Biz sizlerden Fransız ihtilali ile öğrenmedik mi hürriyet adalet müsavat kardeşlik kavramlarını, millet olmayı?
Nasıl bakıyorsunuz suratıma sanki kaybetmemiş gibi.
Kaybettiniz, kaybettiniz.
Ermeni, Yunan, İngiliz, Fransız, İtalyan, başta da Rus..
Ama hepiniz kaybettiniz.
Karşınızda kaybeden hep kaybeden ezik tembel inançsız, teslim olmuş Osmanlı diplomatı yok.
Ben varım ben.
Türk.
Ben ‘Muzaffer Türk…’
Buradayım!
Sizi Çanakkale’de yendim.
İstiklal savaşında yendim.
Mudanya’da yendim.
Şimdi burada da yeneceğim.”
Kimse ses çıkartamaz.
İnönü sessizliğin içerisinde muzaffer bir şekilde yürür yerine oturur.
Minnet ve Saygıyla… “
*- ‘SU HAYATTIR, CAN SUYU HAKTIR’
Demokrat Gündem’in yöneticisi Sevgili Halide Demir Polatlı konuyu geniş olarak ele almış.
“852 yıllık gelenek susuz kaldı: Koyunlar bu yıl kuru Menderes’ten geçti” demiş.
Aslında konu çok ama çok önemli bir noktada geleceğimizi de ilgilendiriyor.
Biliyorsunuz önce İzmir’in Çeşme ilçesindeki Kutlu Aktaş Barajında su kalmadı.
Böylece susuz kalan Çeşme’ye su bir ara verilemedi.
Sonra bir başka baraj sayesinde sorun çözüldü.
Şu anda bile İzmir’de bazı semtlere önce saatle şimdi haftanın üç günü şebeke suyu verilemiyor.
Su kullanımı konusunda uyarı üzerine uyarı yapılıyor.
Şimdi Halide Demir Polatlı’nın paylaşımına geçelim:
UNESCO Somut Olmayan Kültürel Miras Listesi’ndeki Denizli’nin Çal ilçesindeki 852 yıllık ‘sudan koyun geçirme’ geleneği, Büyük Menderes Nehri’nin tamamen kuruması nedeniyle bu yıl sembolik olarak yapıldı.
Denizli’nin Çal ilçesine bağlı Aşağıseyit Mahallesi’nde her yıl düzenlenen ‘sudan koyun geçirme’ geleneği bu yıl kuraklığın gölgesinde gerçekleşti. Büyük Menderes Nehri’nin tamamen kuruması nedeniyle koyunlar su yerine kuruyan nehir yatağından yürütüldü.
Organizasyonu Aşağıseyit Muhtarlığı, Çal Yöresi Yardımlaşma ve Dayanışma Derneği, Çallı İş İnsanları Derneği düzenledi.

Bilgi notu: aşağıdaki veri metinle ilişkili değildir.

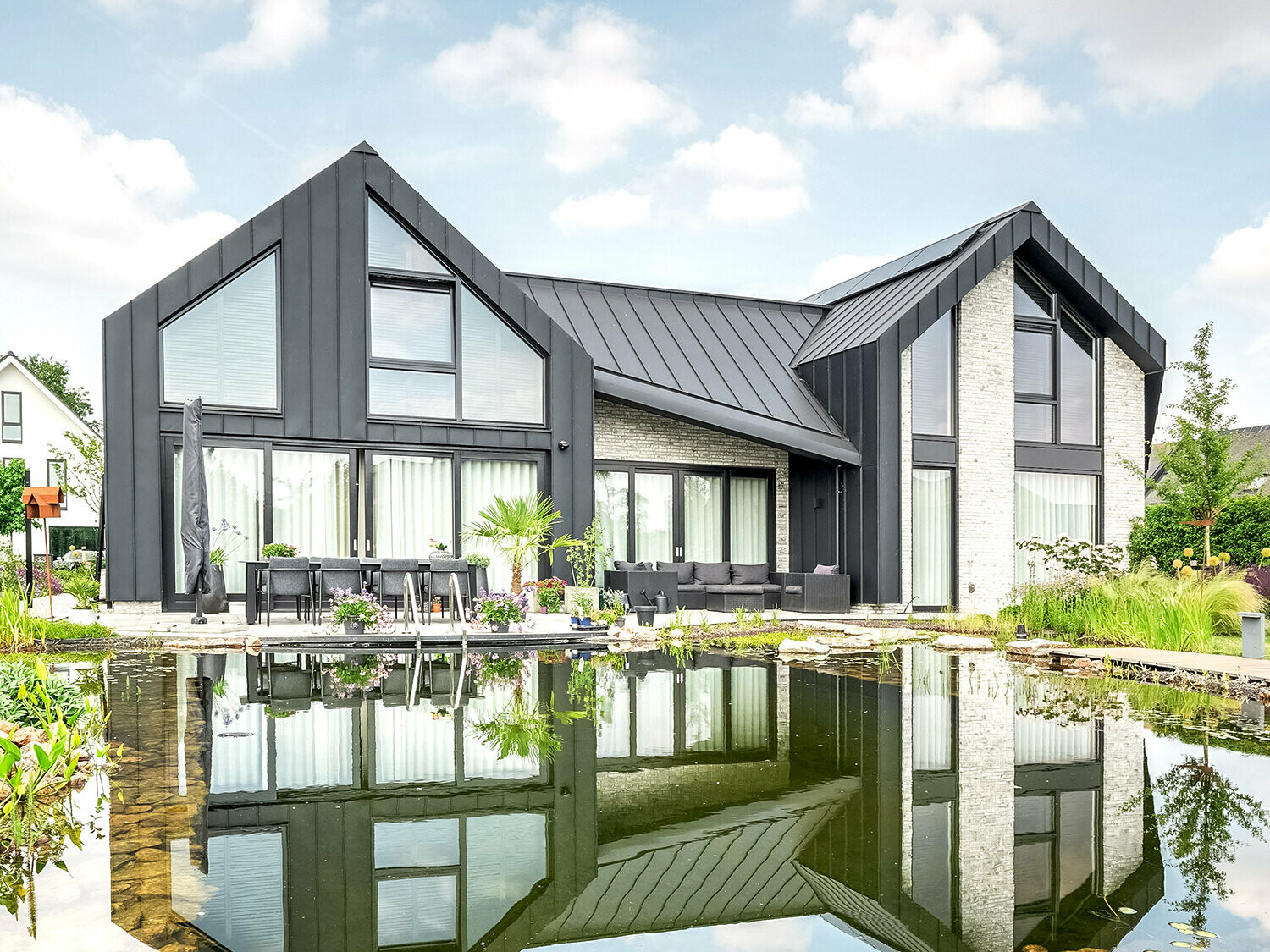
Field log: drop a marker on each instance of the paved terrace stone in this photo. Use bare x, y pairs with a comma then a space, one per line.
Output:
1250, 668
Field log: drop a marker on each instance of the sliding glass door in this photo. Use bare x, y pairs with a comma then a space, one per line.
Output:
675, 515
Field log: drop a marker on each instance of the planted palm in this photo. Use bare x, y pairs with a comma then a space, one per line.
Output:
520, 530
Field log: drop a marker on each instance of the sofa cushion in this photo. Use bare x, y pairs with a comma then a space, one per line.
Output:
713, 573
682, 569
748, 574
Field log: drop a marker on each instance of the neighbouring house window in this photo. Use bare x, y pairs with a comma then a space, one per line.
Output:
312, 502
748, 532
413, 499
437, 349
225, 347
1056, 370
482, 480
10, 411
612, 513
932, 537
932, 380
1052, 504
494, 352
235, 493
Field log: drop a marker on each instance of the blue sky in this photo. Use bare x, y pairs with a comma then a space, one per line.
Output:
759, 147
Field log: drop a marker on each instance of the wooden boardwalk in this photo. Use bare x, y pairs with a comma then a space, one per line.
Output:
1252, 669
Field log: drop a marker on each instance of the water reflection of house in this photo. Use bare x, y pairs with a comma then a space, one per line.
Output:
715, 791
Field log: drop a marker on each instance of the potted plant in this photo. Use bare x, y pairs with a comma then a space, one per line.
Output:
478, 571
500, 611
226, 540
520, 530
360, 612
584, 556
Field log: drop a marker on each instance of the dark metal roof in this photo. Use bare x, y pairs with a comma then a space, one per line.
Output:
719, 360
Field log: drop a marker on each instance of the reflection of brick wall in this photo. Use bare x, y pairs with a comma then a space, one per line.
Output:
637, 436
147, 809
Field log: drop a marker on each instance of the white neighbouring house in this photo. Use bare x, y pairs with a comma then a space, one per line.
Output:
32, 421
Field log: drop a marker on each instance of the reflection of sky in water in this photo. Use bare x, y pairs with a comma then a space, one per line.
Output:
1241, 922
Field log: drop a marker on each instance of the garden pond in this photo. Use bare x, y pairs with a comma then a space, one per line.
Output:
673, 800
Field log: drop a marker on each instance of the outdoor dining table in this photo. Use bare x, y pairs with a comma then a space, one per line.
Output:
253, 578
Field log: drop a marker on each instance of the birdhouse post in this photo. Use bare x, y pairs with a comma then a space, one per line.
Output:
45, 503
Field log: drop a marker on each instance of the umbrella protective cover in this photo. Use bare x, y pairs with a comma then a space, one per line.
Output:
196, 531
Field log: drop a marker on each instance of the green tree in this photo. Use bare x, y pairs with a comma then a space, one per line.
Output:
56, 376
13, 513
1201, 477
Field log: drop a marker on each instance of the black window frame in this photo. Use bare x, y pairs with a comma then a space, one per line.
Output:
5, 423
1058, 309
378, 276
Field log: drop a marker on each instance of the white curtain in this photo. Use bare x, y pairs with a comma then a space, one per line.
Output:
314, 748
703, 708
1051, 504
612, 510
235, 492
507, 855
312, 503
413, 746
225, 348
748, 520
654, 715
749, 718
654, 517
932, 537
703, 518
614, 724
413, 503
494, 352
483, 482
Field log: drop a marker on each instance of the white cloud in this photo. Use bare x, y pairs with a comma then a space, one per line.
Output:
281, 30
588, 79
86, 221
809, 108
756, 177
1147, 53
911, 69
604, 211
838, 268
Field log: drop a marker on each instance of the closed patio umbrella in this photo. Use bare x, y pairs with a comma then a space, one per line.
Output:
196, 531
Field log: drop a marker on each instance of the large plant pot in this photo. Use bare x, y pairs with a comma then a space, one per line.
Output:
215, 602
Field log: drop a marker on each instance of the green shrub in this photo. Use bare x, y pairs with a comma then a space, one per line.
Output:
1242, 530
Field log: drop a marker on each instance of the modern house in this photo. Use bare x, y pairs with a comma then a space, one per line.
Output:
371, 381
33, 426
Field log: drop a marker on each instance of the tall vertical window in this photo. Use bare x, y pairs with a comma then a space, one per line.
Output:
10, 416
1056, 370
1052, 504
932, 380
225, 348
437, 350
932, 537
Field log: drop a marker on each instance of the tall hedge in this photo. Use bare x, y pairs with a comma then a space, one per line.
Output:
1242, 530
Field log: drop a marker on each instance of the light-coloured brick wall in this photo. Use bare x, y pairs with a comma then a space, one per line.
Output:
986, 442
1123, 438
637, 436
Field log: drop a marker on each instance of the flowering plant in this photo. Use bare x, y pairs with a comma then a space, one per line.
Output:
500, 608
363, 607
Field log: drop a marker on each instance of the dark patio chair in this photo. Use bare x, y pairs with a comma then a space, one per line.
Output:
287, 576
390, 581
437, 581
337, 574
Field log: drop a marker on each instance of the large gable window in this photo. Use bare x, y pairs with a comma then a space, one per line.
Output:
225, 347
437, 349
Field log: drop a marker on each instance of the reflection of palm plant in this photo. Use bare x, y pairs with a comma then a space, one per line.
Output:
520, 530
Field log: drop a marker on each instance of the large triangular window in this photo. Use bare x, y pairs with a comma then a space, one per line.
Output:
225, 347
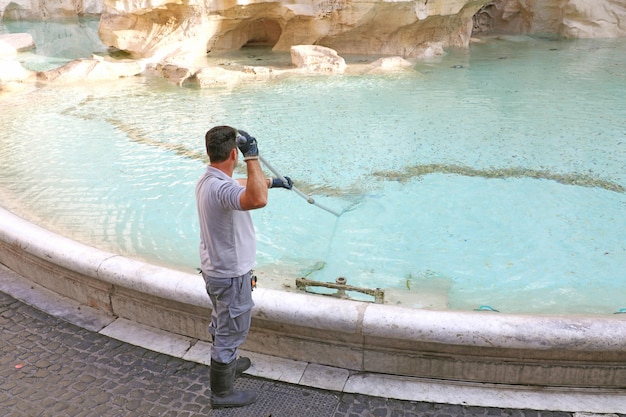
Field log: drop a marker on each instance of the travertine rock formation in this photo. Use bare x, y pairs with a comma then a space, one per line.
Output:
568, 18
47, 9
161, 28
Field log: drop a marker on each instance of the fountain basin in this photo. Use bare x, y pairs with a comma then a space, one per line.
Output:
474, 346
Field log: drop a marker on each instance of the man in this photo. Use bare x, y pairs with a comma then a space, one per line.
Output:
227, 252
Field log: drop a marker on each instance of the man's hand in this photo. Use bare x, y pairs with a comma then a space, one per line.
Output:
247, 145
277, 182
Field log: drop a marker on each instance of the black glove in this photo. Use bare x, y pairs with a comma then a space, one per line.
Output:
277, 182
247, 145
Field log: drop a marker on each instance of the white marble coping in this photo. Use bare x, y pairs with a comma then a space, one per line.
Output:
541, 332
582, 402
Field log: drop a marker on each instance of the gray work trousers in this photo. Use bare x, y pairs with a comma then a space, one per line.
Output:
231, 315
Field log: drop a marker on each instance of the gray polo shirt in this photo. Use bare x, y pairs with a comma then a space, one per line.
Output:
227, 238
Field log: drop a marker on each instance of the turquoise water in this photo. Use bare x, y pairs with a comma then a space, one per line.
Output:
492, 177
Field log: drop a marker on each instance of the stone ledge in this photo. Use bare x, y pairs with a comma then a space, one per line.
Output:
483, 347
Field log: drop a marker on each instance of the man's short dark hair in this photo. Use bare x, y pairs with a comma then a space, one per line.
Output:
219, 141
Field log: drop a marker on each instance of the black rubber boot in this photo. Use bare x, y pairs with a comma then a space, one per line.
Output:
241, 365
222, 393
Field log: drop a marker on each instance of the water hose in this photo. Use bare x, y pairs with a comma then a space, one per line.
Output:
308, 198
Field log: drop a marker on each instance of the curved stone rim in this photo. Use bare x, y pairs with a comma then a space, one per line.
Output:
472, 346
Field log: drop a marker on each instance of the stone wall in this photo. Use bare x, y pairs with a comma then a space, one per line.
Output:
48, 9
567, 18
161, 29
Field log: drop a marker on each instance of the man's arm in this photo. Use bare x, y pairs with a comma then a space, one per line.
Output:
255, 194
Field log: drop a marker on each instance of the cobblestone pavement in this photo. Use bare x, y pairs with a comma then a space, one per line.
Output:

Vatandaşlar, Köprübaşı mevkisinde toplanarak ‘Su hayattır, can suyu haktır”’yazılı pankartlarla kuraklığa dikkat çekti.
Çallı Sanayici ve İş İnsanları Derneği Başkanı Mehmet Atılsın, Büyük Menderes Nehri’ndeki su kaybının bölgenin ekolojisini bozduğunu belirterek, ‘Geldiğimiz nokta trajedi. Son beş yıldır Menderes’in kuruması sonucu ekolojide de bir bozukluk oldu. Üzümler erken hasada geliyor, suyun olmaması tarımsal yapının yanı sıra kültürel devamlılığı da yok ediyor’ dedi.
Prof. Dr. Bülent Topuz ise, ‘Ortalıkta sudan geçirilecek bir menderes kalmadı. Bu acıklı bir durum. Biz suçlu aramıyoruz, çare arıyoruz. Menderes’in mutlaka bir can suyu olması lazım. Bir millet kültürüyle var. Kültürü yok ettiğiniz zaman o millet yok olur” diye konuştu.